Recall the property of the Dirac Delta function, which states that integrals of the spatial derivatives of a Dirac delta function over all space equals the negative of the value of the original function evaluated at the point where Dirac Delta function is not zero. Considering this property, the expectation of the integral transforms the equation to \( -\partial_{i}\delta(\mathbf{x}-\mathbf{y}) \).

Final Output

So, it proves that \( \frac{\delta \mathbf{E}_{\mathbf{y}, i}[u]}{\delta u}(\mathbf{x}) = -\partial_{i}\delta(\mathbf{x}-\mathbf{y}) \).

Key concepts

Dirac Delta function

The Dirac Delta function, denoted as \( \(\delta(x)\) \), is a fundamental concept in physics and engineering, especially in the realms of signal processing and quantum mechanics. At its core, it's not a function in the traditional sense but rather a 'generalized function' or 'distribution' that is used to model an infinitely sharp spike at a single point with an area of 1 under the spike. This means its value is zero everywhere except at the point \( x = 0 \), where it is theoretically infinite.
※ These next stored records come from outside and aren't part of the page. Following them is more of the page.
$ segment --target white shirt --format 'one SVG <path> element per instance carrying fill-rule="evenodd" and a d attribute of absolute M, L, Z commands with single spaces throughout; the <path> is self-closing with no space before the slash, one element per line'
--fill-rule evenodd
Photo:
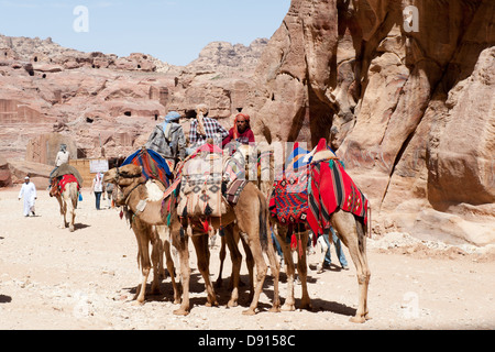
<path fill-rule="evenodd" d="M 62 164 L 66 164 L 66 163 L 68 163 L 68 160 L 69 160 L 69 152 L 67 152 L 67 151 L 65 151 L 65 152 L 63 152 L 63 151 L 59 151 L 58 153 L 57 153 L 57 157 L 55 158 L 55 166 L 61 166 Z"/>

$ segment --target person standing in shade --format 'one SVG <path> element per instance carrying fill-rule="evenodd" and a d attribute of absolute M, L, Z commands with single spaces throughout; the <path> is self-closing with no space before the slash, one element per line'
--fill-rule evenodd
<path fill-rule="evenodd" d="M 19 191 L 19 200 L 24 197 L 24 217 L 29 217 L 30 213 L 35 216 L 34 213 L 34 201 L 36 197 L 36 186 L 30 182 L 30 177 L 24 177 L 24 184 L 22 184 L 22 188 Z"/>
<path fill-rule="evenodd" d="M 97 173 L 92 179 L 91 193 L 95 193 L 96 208 L 100 210 L 101 194 L 105 191 L 103 174 Z"/>
<path fill-rule="evenodd" d="M 107 189 L 107 199 L 108 199 L 108 208 L 112 207 L 112 193 L 113 193 L 113 184 L 108 183 L 105 188 Z"/>

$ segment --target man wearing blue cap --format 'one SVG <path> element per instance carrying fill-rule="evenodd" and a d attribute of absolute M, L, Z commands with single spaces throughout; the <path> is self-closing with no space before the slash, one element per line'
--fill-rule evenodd
<path fill-rule="evenodd" d="M 174 169 L 179 160 L 186 157 L 186 138 L 183 127 L 178 123 L 180 114 L 170 111 L 165 121 L 157 124 L 150 134 L 145 147 L 162 155 L 170 170 Z"/>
In mathematical terms, the Dirac Delta is defined by two key properties: first, \( \(\delta(x) = 0\) \) for \( x eq 0 \), and second, \( \int_{-\infty}^{\infty} \delta(x) dx = 1 \).
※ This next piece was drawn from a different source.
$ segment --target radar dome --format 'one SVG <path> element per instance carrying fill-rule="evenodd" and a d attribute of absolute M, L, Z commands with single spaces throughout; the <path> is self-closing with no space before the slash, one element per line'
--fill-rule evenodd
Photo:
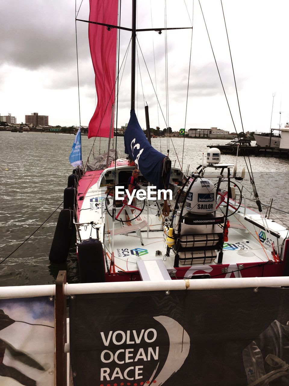
<path fill-rule="evenodd" d="M 207 153 L 207 164 L 218 164 L 221 161 L 221 152 L 217 147 L 212 147 Z"/>
<path fill-rule="evenodd" d="M 216 210 L 216 188 L 206 178 L 198 178 L 191 188 L 186 200 L 190 213 L 207 214 Z"/>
In the context of physics, it's often used to represent point charges, mass distributions, or initial conditions in a system. Its capacity to 'sift' out the value of a function at a particular point when integrated is a powerful tool in solving differential equations and in Fourier transforms.

Differentiation of expectation

Differentiation of expectation is a process that combines the operations of differentiation and taking an expectation in probability theory. Expectation, often represented by \( \(E[...]\) \), is a way of finding the average or expected value of a random variable. When differentiating an expectation, it's important to understand that if the expectation is with respect to a variable that differentiation is targeting, the differential operation can pass inside the integral representing the expectation.
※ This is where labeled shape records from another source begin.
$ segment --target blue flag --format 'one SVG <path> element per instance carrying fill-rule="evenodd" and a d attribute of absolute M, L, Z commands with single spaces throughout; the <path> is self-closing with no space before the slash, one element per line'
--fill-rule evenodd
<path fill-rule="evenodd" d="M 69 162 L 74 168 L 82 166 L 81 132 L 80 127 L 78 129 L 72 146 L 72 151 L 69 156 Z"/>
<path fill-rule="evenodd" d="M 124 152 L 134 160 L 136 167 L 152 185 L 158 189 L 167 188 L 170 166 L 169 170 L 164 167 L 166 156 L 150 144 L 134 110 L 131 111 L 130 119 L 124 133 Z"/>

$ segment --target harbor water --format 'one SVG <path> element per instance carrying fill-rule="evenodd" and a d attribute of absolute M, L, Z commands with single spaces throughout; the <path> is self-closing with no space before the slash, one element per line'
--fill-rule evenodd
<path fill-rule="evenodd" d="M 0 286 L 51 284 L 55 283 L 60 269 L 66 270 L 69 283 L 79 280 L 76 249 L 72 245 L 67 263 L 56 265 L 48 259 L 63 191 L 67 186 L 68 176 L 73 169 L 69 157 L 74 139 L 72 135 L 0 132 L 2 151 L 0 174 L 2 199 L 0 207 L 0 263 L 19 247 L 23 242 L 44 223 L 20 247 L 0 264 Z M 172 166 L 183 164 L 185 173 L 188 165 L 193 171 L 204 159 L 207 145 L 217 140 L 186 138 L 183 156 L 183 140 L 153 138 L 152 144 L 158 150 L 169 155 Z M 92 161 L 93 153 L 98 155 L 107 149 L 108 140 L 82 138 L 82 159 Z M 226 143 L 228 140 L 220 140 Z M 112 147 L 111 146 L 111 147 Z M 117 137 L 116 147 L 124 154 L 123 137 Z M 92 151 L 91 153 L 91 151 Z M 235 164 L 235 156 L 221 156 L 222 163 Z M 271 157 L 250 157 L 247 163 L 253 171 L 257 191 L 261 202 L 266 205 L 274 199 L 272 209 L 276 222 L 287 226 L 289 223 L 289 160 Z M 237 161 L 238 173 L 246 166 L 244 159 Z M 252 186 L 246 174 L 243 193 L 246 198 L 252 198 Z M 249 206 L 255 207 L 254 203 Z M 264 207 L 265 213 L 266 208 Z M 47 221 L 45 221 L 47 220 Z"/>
So conceptually, when one differentiates the expected value of some function of a variable \( u \), it is akin to taking the derivative inside the integral that defines the expected value. This operation is crucial in stochastic calculus and shows up in the analysis of systems affected by randomness, like in quantum physics or financial mathematics.

Properties of Dirac Delta function

The Dirac Delta function has several unique properties that make it invaluable in mathematical physics. One central property is its 'sifting' characteristic, when it's integrated with another function: \( \int_{-\infty}^{\infty} f(x) \delta(x - a) dx = f(a) \) provided \( f \) is continuous at \( x = a \). This effectively evaluates the function \( f \) at the point \( a \).

Another essential property is related to differentiation, as highlighted in our original exercise. When a Dirac Delta function is differentiated, and then integrated over all space, it can yield the negative value of the function's derivative at the point where the delta function is centered. This reflects the idea that the Dirac Delta function, while being a theoretical construct, can mimic the behavior of derivatives of step functions in a distributional sense.

Additional properties include its scaling behavior and its role as an identity element under convolution, both of which are deeply connected to the theory of linear systems and Fourier analysis. Understanding these properties provides insight into the Delta function's bridging role between the discrete and continuous worlds.